El Vaticano señaló en su boletín diario de este martes que León XIV aceptó la renuncia de Shaleta conforme al código de derecho canónico de las iglesias orientales, que permite al papa aceptar la dimisión si un obispo solicita dejar el cargo.
León XIV había aceptado en realidad la renuncia cuando Shaleta la presentó en febrero, pero el anuncio no se hizo público hasta este martes, según la nunciatura apostólica en Washington. La Santa Sede parece haber esperado para anunciar la decisión con el fin de no interferir en la investigación policial.
Por otro lado, Prevost también aceptó la renuncia del cardenal Sako, patriarca de Bagdad de los Caldeos, a los 77 años. Sako dirigía desde 2013 el patriarcado caldeo, una Iglesia oriental vinculada a Roma cuyos orígenes se remontan a los inicios del cristianismo y que cuenta con alrededor de medio millón de miembros.
Su centro se encuentra en el actual Irak, y la sede del "patriarca de Babilonia" es la capital, Bagdad.
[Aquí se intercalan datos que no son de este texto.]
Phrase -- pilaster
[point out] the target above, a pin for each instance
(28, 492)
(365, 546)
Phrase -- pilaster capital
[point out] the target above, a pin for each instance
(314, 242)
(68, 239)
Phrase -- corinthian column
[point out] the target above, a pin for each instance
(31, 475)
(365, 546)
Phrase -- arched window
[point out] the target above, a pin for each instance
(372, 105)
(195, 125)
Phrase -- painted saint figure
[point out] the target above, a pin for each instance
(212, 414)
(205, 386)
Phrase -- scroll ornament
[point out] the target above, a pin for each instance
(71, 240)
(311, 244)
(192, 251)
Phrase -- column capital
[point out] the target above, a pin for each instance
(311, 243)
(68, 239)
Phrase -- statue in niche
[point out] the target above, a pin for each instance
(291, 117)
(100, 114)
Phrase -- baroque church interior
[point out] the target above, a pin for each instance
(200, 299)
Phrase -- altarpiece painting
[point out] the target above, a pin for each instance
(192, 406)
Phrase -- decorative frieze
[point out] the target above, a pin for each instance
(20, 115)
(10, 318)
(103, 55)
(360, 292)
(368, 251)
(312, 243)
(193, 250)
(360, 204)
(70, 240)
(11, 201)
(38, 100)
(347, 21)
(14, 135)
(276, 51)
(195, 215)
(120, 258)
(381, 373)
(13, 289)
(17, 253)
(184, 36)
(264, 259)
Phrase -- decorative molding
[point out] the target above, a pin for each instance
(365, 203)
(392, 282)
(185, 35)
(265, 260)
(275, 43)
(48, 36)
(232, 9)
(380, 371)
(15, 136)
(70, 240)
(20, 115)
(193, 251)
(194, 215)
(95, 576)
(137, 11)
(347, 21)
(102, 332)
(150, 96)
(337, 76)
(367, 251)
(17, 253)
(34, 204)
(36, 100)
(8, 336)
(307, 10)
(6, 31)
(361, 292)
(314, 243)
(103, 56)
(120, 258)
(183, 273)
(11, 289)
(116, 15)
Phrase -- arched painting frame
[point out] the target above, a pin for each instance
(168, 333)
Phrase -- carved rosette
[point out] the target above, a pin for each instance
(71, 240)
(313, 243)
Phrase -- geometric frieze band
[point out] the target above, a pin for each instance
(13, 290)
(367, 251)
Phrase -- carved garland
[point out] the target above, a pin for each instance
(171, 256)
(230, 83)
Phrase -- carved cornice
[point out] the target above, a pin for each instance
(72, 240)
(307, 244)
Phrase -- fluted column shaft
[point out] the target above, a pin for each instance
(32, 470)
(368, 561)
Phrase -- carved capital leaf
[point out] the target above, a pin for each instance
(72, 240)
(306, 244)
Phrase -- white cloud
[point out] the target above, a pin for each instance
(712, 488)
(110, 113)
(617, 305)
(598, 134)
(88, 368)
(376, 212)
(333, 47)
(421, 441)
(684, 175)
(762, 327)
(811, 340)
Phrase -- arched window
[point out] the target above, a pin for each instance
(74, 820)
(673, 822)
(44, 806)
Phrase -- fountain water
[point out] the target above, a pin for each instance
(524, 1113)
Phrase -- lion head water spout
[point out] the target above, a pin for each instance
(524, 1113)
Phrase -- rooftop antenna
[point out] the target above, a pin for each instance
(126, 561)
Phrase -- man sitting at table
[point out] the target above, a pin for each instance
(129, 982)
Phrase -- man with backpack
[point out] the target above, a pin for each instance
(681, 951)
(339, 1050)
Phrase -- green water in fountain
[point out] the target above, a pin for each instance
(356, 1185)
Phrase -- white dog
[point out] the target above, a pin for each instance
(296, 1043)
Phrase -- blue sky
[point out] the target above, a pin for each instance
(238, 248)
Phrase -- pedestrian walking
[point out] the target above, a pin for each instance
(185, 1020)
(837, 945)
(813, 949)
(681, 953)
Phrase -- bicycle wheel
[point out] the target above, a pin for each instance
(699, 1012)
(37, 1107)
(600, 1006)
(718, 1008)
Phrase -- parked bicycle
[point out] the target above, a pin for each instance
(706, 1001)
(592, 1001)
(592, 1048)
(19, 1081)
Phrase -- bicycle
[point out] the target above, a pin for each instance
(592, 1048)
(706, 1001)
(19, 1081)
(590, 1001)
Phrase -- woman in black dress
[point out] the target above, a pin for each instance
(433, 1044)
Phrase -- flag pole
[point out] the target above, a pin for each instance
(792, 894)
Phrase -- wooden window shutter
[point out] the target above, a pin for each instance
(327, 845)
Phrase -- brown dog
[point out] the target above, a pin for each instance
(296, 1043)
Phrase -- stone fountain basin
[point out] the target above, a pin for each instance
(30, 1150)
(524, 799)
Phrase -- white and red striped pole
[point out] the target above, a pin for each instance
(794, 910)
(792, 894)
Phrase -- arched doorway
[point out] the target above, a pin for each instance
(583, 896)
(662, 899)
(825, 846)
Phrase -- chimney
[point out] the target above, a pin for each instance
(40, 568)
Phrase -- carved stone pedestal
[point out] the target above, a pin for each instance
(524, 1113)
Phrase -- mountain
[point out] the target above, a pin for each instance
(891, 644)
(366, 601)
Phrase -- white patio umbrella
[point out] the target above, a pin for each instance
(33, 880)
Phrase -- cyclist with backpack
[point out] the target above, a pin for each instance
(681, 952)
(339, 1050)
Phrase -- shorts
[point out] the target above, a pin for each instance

Su principal tarea es garantizar la supervivencia de la minoría cristiana en el país.
Desde 1986, Sako trabajó como párroco en Mosul y, desde 1997, dirigió el seminario de Bagdad, hasta que en 2002 fue elegido arzobispo de Kirkuk. En 2018, el papa Francisco lo nombró cardenal, elevándolo directamente al rango más alto de cardenal obispo, como es habitual para los patriarcas de las Iglesias orientales vinculadas a Roma. Desde 2022, Sako es miembro del Consejo Económico del Vaticano.